Even after leaving Apple, Wayne contributed to the company, producing the initial logo design—a woodcut of Newton sitting under an apple tree—which was soon replaced by the simple, now famous Apple logo designed by Regis McKenna, the publicist whose cards simply said, "Regis McKenna, himself." The later design fit well with Apple's aesthetic of elegant, accessible simplicity.
The present agreement is Wayne's copy of the original founding contract and the amendment produced days later withdrawing his ownership share in the partnership. The documents are the first chapter of an astonishing story. Apple was born at a time when "computing went from being dismissed as a tool of bureaucratic control to being embraced as a symbol of individual expression and liberation" (Markoff, John. What the Dormouse Said. Viking Penguin: 2005); but more than that, Apple defined the role that computers would play as symbols of expression. When Apple I was invented, it carried a version of BASIC written by Wozniak, eight kilobytes of memory, a Motorola 6800 microprocessor, and a circuit board, all already built, ready-made for the market. First sold by Paul Terrell in Menlo Park for $666.66, it came without a monitor, case, power supply, or keyboard.
With confident prescience (and the advice of Terrell), Jobs realized that the market required a computer built as a single, easily comprehensible package. An expanded Apple team worked on the design and technology for Apple II, of which they sold 2,500 in 1977, and as many as 210,000 in 1981. Over the next few years, Apple would continue to define the market; as Jobs said in 1982, "customers don't know what they want until we've shown them."
But the Apple II did more than define the market. It launched the company onto an upward trajectory that would change the world—as Jobs constantly told employees they were doing. Apple introduced graphical user interface (GUI) to the mass market in the Macintosh Computer, which made computers appealing and accessible in a way that no computer had been previously. Over the next 30 years, Apple would introduce the iPod, iTunes, the iPhone, Apps, the iPad, and several laptops and computers. All were designed with heightened awareness of sleek form and function, turning technology and communication into art.
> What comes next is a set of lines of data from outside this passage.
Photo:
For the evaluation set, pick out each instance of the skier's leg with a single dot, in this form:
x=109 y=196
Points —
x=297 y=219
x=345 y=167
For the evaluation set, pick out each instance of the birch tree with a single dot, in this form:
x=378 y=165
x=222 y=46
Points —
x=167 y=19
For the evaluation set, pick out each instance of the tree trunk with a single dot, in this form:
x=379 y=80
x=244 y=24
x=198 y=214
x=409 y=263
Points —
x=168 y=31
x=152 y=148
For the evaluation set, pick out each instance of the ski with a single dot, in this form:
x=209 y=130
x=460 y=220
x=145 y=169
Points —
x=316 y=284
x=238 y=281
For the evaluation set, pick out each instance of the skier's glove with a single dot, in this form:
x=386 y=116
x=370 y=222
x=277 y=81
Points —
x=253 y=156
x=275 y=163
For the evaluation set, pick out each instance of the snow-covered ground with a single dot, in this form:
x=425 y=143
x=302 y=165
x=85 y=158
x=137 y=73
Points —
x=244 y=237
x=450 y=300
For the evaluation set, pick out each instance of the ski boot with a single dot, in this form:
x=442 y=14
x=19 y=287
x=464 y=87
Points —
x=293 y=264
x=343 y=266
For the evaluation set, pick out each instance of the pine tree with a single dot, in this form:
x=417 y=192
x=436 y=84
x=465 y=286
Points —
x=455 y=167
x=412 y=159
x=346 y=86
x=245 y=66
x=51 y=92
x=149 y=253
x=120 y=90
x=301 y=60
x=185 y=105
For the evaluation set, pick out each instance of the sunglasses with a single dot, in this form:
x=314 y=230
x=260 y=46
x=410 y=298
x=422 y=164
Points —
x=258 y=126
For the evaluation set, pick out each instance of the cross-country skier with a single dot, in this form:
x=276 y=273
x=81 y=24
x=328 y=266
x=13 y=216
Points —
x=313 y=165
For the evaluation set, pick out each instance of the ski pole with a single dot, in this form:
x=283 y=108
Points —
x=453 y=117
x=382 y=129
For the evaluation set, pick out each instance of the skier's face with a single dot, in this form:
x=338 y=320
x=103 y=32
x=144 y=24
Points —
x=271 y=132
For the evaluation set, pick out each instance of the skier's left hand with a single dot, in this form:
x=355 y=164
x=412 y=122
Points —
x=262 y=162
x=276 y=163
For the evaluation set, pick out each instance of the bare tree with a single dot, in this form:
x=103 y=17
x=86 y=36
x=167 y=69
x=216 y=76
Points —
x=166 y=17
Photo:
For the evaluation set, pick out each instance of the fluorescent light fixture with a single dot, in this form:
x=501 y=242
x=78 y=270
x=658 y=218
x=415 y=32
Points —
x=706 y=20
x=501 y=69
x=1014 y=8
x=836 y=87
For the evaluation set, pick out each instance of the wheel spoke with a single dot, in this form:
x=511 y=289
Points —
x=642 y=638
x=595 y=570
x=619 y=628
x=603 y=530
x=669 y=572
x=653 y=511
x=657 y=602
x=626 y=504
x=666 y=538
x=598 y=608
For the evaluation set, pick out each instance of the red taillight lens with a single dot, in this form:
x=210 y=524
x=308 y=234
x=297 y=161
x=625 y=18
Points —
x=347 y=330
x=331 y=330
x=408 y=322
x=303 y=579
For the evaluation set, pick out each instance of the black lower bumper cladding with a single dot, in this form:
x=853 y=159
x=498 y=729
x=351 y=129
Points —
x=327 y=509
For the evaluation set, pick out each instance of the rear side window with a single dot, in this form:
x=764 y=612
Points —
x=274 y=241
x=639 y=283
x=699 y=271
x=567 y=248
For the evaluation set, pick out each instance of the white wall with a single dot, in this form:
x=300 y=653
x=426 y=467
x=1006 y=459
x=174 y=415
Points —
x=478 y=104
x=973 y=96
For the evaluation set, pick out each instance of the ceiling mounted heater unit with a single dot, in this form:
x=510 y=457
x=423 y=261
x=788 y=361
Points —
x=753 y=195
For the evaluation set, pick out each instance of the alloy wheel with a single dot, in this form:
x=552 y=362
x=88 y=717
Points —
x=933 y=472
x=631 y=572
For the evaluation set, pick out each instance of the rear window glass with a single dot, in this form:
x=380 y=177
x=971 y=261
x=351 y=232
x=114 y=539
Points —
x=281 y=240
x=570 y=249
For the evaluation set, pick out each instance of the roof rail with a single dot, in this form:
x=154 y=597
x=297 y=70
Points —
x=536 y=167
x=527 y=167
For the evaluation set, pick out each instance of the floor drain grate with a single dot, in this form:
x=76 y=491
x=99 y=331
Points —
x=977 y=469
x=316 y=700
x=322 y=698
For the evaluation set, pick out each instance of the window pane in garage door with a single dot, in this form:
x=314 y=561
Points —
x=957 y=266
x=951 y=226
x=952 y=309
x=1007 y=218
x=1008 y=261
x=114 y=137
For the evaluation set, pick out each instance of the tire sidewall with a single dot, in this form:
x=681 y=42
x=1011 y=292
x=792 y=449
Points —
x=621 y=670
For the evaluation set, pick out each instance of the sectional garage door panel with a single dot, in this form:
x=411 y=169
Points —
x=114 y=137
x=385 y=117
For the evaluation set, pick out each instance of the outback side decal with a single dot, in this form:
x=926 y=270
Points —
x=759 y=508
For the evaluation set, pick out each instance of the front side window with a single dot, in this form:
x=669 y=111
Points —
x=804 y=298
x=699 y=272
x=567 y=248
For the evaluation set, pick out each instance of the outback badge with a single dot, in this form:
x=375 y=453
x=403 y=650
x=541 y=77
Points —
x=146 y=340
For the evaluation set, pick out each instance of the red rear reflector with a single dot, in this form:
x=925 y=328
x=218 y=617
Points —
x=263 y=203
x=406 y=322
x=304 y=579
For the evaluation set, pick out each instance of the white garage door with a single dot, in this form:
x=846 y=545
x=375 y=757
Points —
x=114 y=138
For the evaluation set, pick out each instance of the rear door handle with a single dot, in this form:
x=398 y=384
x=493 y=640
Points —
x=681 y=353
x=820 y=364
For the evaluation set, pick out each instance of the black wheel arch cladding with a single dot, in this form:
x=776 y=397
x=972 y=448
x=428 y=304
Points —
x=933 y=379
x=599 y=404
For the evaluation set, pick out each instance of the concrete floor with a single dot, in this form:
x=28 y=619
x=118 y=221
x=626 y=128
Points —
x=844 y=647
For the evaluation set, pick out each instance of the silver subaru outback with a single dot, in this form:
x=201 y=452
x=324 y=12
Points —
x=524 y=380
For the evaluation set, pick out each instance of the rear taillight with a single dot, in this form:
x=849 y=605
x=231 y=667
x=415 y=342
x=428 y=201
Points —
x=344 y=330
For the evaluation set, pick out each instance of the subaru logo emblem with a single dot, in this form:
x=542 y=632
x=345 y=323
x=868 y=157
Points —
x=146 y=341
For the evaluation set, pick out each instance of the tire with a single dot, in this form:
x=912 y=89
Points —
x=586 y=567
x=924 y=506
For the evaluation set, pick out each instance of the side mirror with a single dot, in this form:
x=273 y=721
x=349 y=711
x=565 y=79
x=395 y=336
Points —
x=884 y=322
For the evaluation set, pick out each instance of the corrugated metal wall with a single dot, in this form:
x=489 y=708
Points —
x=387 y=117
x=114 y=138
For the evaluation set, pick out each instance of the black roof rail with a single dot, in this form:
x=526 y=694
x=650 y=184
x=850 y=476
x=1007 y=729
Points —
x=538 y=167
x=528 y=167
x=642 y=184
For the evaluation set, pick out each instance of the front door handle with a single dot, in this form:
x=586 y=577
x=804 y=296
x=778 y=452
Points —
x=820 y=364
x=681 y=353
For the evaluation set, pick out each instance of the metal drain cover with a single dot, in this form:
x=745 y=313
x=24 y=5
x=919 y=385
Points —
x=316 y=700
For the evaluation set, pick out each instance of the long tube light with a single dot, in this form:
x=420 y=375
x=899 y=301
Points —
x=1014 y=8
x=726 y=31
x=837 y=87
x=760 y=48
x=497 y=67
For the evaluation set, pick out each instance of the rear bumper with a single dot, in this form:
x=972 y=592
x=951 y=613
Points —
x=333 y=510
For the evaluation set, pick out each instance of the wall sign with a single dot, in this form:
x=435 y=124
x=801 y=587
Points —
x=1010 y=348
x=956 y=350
And then there is the company itself. Thirty-five years after its founding, Apple continues to foster a belief in creative heroism and profoundly influence the way in which businesses and individuals relate to technology and the world.
With a letter of provenance from Ron Wayne to University Archives.
References: Isaacson, Walter. Steve Jobs. New York: Simon and Schuster, 2011; Moritz, Michael. The Little Kingdom: The Private Story of Apple Computer. New York: William Morrow and Company, Inc., 1984.